Quicksand Heart by Jenny On Holiday

Jenny On Holiday Quicksand Heart

71
ChoruScore
5 reviews
Jan 9, 2026
Release Date
Transgressive Records
Label

Jenny On Holiday's Quicksand Heart arrives as a sunlit, nostalgically tilted pop record that balances grief and optimism across glossy 1980s new-wave textures. Across five professional reviews the consensus score sits at 71.4/100, and critics consistently point to a clustered set of standout songs that give the record its emotional and melodic lift.

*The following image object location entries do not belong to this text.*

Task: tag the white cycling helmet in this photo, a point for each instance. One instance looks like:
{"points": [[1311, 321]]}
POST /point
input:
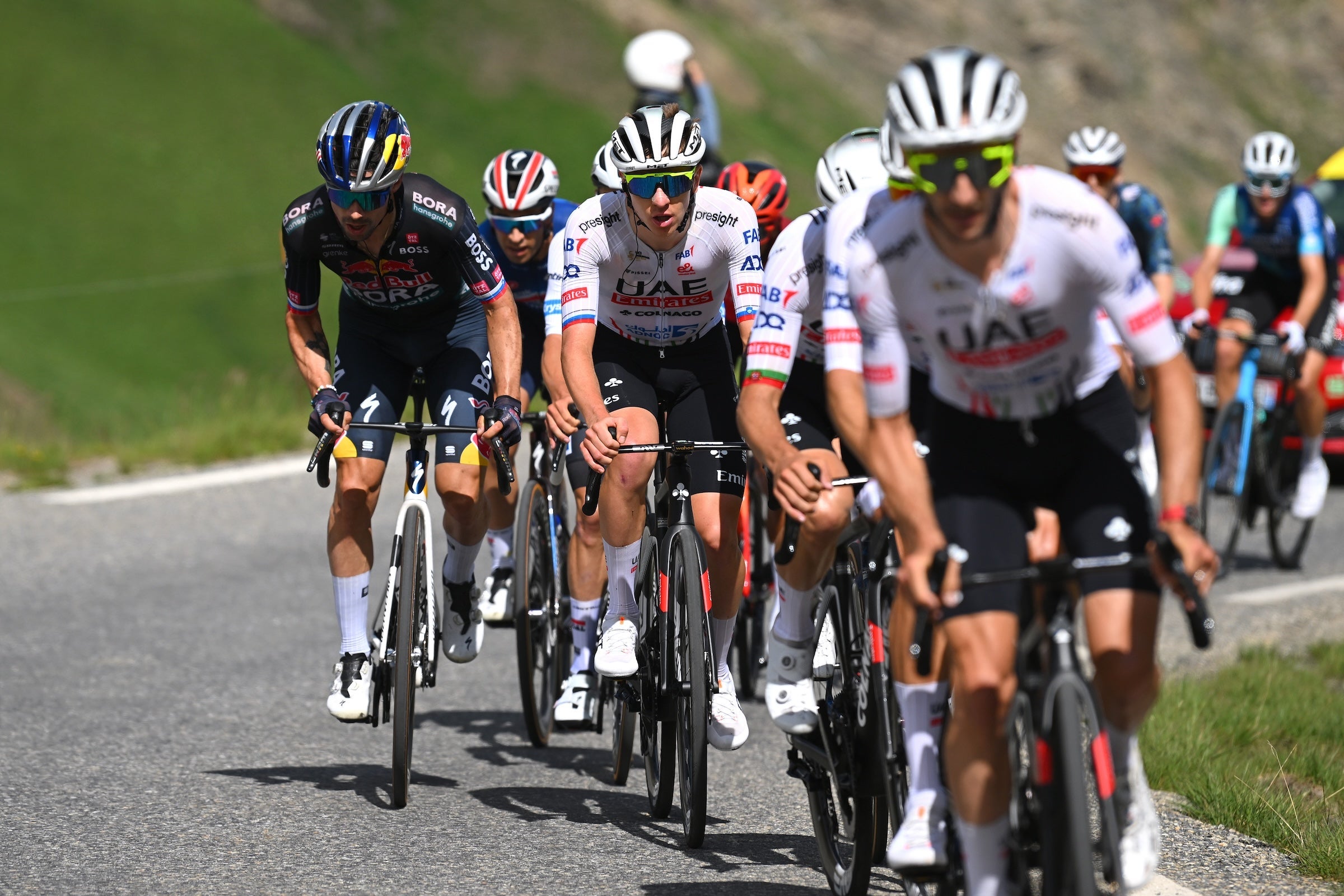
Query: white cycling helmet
{"points": [[656, 61], [637, 143], [851, 164], [893, 159], [1094, 147], [955, 96], [604, 170], [1269, 155], [521, 179]]}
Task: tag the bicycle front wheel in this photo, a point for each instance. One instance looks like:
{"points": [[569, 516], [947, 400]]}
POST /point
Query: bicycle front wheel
{"points": [[410, 595], [693, 667], [1222, 504], [534, 620]]}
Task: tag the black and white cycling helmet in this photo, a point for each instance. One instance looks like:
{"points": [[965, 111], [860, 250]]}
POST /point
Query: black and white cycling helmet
{"points": [[1094, 147], [893, 159], [521, 179], [851, 164], [955, 96], [651, 140], [605, 176], [1269, 155]]}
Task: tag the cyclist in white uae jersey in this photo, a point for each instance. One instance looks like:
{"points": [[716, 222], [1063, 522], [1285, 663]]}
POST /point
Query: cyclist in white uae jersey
{"points": [[1000, 272], [783, 414], [643, 339]]}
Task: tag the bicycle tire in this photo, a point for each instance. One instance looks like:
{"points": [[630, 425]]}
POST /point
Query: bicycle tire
{"points": [[409, 594], [842, 821], [1211, 503], [694, 667], [657, 735], [534, 624]]}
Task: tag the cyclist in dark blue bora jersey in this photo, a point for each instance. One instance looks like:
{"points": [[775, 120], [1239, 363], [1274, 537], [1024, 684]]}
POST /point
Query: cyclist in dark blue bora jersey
{"points": [[418, 289], [1296, 267], [522, 214]]}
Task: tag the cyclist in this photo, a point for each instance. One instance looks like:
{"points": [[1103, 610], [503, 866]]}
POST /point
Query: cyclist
{"points": [[577, 704], [783, 414], [1096, 156], [643, 338], [418, 289], [1000, 272], [1295, 268], [768, 191], [663, 69], [921, 841], [522, 214]]}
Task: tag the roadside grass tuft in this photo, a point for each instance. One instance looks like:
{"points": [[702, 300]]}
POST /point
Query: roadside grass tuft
{"points": [[1258, 747]]}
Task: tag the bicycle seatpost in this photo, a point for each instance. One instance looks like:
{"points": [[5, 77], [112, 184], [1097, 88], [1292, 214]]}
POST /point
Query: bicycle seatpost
{"points": [[792, 528], [595, 486]]}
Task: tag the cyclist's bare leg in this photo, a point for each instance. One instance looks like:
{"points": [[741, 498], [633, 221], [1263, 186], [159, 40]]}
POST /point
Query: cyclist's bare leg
{"points": [[1228, 359]]}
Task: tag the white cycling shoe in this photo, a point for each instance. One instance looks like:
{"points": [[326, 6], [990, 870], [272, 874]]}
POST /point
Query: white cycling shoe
{"points": [[615, 656], [464, 628], [788, 685], [577, 706], [495, 604], [1141, 839], [1314, 481], [727, 727], [351, 691], [921, 843]]}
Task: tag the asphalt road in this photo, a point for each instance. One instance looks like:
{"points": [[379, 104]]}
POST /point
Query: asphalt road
{"points": [[163, 669]]}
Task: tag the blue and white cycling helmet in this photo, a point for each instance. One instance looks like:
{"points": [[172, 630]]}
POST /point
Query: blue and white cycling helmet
{"points": [[363, 147]]}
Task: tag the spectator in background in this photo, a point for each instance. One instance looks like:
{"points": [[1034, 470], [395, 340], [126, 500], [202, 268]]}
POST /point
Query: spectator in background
{"points": [[662, 68]]}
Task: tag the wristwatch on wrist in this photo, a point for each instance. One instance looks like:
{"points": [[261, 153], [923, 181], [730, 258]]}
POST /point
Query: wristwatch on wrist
{"points": [[1187, 514]]}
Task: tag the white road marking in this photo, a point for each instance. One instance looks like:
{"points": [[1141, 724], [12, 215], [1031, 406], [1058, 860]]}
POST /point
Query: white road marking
{"points": [[1281, 593], [291, 465], [1160, 886]]}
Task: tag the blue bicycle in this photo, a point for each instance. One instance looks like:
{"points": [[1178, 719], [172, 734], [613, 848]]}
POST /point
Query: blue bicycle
{"points": [[1247, 466]]}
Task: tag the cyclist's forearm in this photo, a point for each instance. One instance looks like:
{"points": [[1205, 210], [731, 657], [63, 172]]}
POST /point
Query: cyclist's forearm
{"points": [[308, 344], [908, 497], [506, 342], [1178, 421]]}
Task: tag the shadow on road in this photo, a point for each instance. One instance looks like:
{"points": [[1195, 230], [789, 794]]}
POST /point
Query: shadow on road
{"points": [[629, 813], [505, 743], [368, 781]]}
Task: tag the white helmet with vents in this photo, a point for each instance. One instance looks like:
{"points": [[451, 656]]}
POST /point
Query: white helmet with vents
{"points": [[955, 96], [1094, 147], [851, 164], [656, 61], [647, 140]]}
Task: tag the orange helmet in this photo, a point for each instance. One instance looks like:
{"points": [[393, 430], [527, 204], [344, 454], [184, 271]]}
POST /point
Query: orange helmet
{"points": [[763, 186]]}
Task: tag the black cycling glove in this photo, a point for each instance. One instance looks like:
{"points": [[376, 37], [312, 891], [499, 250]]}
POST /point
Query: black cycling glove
{"points": [[327, 401], [508, 412]]}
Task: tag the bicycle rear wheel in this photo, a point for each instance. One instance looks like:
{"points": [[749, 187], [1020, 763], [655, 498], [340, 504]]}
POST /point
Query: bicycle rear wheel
{"points": [[694, 669], [408, 614], [534, 617], [1221, 506]]}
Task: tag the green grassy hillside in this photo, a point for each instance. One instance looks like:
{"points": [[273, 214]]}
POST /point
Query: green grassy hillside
{"points": [[156, 146]]}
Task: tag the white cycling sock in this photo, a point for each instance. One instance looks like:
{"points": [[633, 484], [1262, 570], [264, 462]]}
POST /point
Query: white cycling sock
{"points": [[502, 547], [721, 632], [353, 612], [622, 566], [1311, 448], [795, 621], [921, 710], [584, 620], [459, 559], [984, 848]]}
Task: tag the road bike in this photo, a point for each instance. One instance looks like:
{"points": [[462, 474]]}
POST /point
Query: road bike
{"points": [[1062, 810], [671, 691], [408, 631], [1247, 466]]}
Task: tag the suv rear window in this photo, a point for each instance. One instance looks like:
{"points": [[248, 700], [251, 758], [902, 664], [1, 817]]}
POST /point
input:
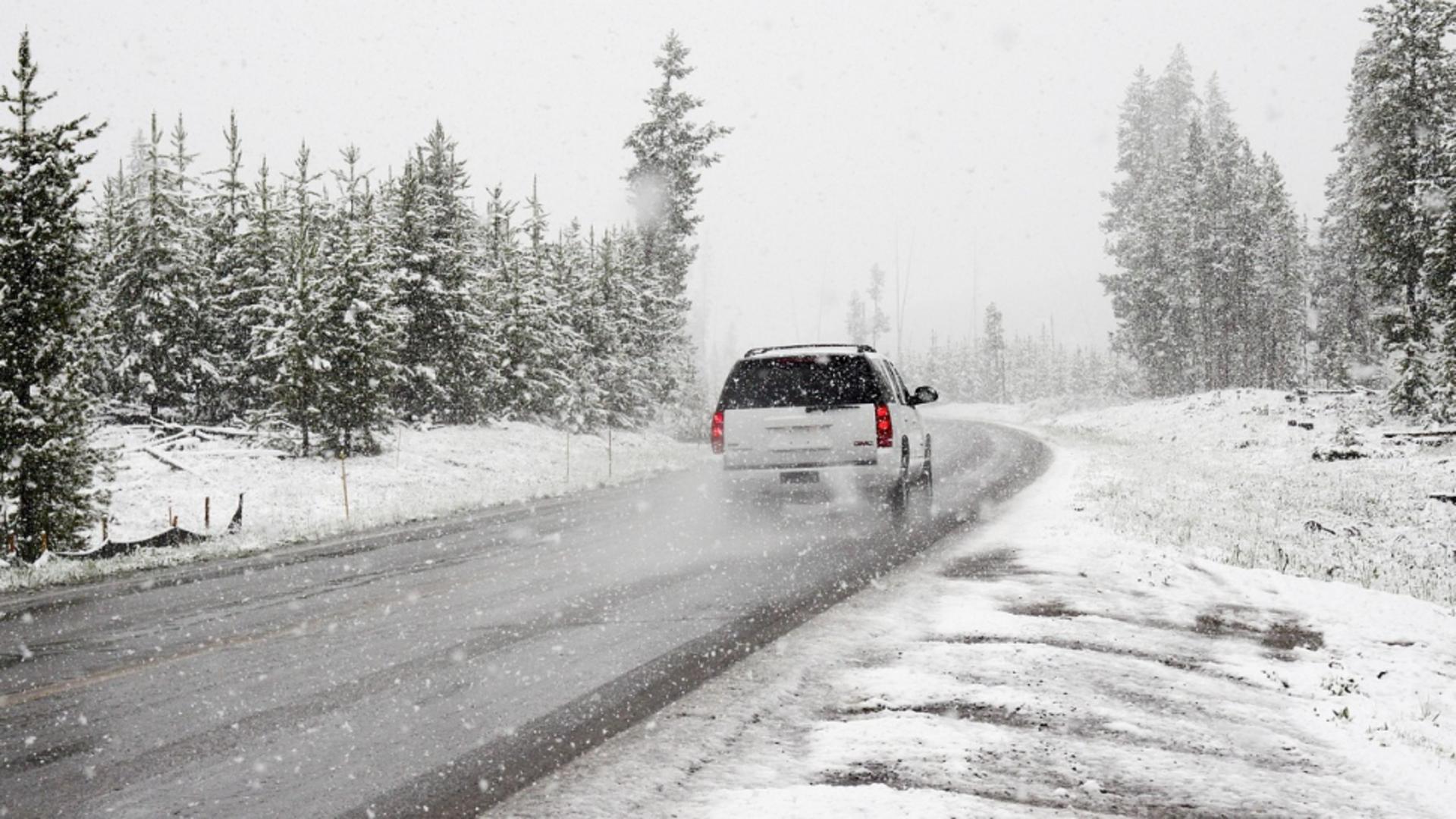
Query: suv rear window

Reviewers agree that the album's best songs provide the clearest evidence of Hollingworth's songwriting evolution. “Every Ounce of Me” emerges repeatedly as the record's single most immediate and transfixing moment, praised for turning longing into dance-floor catharsis. Other frequently cited highlights include “Do You Still Believe In Me?”, “Appetite” and “Pacemaker”, tracks critics say sharpen rhythm and hook-writing while tying lyrical preoccupations - loss, bodily anxiety and self-actualisation - to vivid pop arrangements. Professional reviews from The Line of Best Fit and The Guardian note a tension between polished production and traces of the offbeat weirdness that marked her work in Let’s Eat Grandma, with DIY and Paste celebrating the record's exuberant choruses and synth muscle.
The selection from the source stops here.